China / Government

Party ups supervision of discipline inspection

By Cao Yin (China Daily) Updated: 2015-01-19 08:08

Appointments by top anti-graft agency seek to curb abuse of power

Disciplinary inspection is expected to improve in some regions of China now that two additional central anti-graft officials have been appointed to head local disciplinary authorities.

Cui Shaopeng, secretary-general of the nation's top anti-graft agency, was named secretary of the Commission for Discipline Inspection in Jilin province over the weekend.

Cui is the fourth anti-corruption official to handle local disciplinary work from the central anti-graft agency since the 18th National Congress of the Communist Party of China in 2012, Jilin Daily reported.

Cui, 53, the spokesman of the country's top discipline watchdog, was also appointed a provincial Party committee member, the newspaper said.

Cui's appointment marks a return to the province for the Beijing native, who graduated from the Philosophy School of Jilin University in 1983.

The previous Thursday, Yao Zengke, a member of the Standing Committee of the CPC Central Commission for Discipline Inspection, was appointed the discipline authority's head in Tianjin.

Yao, 55, a native of Shanxi province, graduated from Beijing Normal University in 1983, and has worked in the top discipline authority since.

In July, the central inspection group followed a city inspection by saying that Tianjin had a serious graft problem, especially in the rural grassroots.

Meanwhile, Yao, who specialized in political economics in the university, said in an interview that some local government officials worked only for their own benefit, treating their position and subordinates as private domains and retainers.

Yang Weidong, a law professor at the Chinese Academy of Governance, said the fact that top disciplinary officials have been appointed to key roles in local governments reflects the central government's determination to fight graft in the country.

"Such appointments from the central authority can effectively block interference from local governments, and they will also ensure that the supervision of local disciplinary officials remains independent," Yang said. "Appointing central officials to provinces and some other regions in the country is a better way to reduce obstacles that local disciplinary officers faced and were hard to overcome in their daily work."

The two appointments within the last week follow two other such moves in recent two years.

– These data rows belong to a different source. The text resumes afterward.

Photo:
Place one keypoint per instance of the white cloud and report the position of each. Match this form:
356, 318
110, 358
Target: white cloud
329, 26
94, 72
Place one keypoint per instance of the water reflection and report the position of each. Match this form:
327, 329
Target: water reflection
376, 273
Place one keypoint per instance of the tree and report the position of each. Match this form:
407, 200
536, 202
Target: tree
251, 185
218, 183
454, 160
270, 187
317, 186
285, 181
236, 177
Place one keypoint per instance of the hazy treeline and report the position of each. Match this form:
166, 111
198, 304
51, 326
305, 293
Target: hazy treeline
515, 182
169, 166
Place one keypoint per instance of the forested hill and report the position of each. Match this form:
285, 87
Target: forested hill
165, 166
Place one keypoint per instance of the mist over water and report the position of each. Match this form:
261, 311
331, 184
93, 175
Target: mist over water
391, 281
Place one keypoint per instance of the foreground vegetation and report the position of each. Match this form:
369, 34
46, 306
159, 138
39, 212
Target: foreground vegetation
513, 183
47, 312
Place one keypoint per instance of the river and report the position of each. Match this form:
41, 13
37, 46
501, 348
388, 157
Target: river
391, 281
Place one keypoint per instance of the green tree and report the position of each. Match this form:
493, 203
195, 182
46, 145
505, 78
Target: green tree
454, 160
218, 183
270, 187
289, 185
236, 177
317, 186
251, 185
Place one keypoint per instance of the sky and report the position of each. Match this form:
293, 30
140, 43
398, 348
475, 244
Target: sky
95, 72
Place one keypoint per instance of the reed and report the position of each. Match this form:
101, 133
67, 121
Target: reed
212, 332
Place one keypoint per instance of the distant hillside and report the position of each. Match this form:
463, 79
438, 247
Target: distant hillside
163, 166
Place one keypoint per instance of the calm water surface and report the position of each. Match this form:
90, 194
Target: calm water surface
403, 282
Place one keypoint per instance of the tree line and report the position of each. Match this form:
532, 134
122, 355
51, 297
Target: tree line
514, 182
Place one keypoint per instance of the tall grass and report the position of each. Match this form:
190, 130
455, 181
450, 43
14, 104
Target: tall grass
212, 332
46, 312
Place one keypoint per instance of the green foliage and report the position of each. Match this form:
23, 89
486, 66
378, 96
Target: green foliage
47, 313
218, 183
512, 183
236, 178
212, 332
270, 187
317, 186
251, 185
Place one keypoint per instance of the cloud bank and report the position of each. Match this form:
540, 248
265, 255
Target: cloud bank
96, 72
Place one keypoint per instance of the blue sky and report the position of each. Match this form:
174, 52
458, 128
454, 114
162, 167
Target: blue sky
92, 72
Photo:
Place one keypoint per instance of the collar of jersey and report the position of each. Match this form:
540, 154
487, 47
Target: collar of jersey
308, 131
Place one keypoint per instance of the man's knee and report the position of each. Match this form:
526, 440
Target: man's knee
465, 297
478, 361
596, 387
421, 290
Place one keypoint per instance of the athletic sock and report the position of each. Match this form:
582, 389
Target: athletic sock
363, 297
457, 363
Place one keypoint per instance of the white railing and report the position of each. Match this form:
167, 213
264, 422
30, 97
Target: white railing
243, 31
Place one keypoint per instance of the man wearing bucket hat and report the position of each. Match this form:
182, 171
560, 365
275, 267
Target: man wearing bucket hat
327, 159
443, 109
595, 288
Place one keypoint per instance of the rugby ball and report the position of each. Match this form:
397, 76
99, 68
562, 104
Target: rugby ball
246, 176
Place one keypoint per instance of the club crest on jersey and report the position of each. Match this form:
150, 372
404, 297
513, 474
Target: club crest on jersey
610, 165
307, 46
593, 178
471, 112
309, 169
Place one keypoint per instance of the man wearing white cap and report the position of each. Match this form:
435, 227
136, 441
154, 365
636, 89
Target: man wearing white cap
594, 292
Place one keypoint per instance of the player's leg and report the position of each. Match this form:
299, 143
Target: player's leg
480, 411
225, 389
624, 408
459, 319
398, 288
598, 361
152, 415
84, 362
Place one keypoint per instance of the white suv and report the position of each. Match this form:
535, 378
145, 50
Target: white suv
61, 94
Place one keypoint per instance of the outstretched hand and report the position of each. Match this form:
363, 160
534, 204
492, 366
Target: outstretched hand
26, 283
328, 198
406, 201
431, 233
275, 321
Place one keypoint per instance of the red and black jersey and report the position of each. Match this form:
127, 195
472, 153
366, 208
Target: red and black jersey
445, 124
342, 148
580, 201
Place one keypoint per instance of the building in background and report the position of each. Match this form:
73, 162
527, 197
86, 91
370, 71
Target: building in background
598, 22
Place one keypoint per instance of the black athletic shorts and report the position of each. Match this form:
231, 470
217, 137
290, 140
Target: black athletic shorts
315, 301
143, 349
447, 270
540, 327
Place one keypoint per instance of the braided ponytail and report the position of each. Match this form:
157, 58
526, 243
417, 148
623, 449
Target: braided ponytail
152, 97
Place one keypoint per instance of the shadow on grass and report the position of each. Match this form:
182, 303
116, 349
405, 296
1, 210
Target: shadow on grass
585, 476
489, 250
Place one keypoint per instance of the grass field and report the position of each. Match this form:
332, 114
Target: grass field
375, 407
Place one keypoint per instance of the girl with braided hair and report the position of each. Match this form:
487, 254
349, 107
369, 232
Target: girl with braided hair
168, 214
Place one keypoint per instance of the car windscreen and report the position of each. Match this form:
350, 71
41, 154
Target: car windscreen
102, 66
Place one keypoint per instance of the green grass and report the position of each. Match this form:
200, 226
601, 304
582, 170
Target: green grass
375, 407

Most recently, Huang Xiaowei, who was the vice-minister at the Ministry of Supervision and also a member of the top anti-graft agency's standing committee, was transferred to the country's corruption-plagued Shanxi province in September.

Huang, 53, also was appointed the provincial disciplinary secretary and a member of the Standing Committee of the CPC Shanxi Provincial Committee.

Before Huang's arrival, four members in the province's Standing Committee had been under investigation for "suspicion of discipline violation", which usually means graft.

The first such appointment of a central government official to a local anti-graft authority was Hou Kai, who previously headed the National Audit Office. Hou, 52, was appointed secretary of the discipline authority in Shanghai in November 2013.

Before Hou arrived in Shanghai as a member of the top discipline authority's standing committee, he worked as a leader of the central inspection group.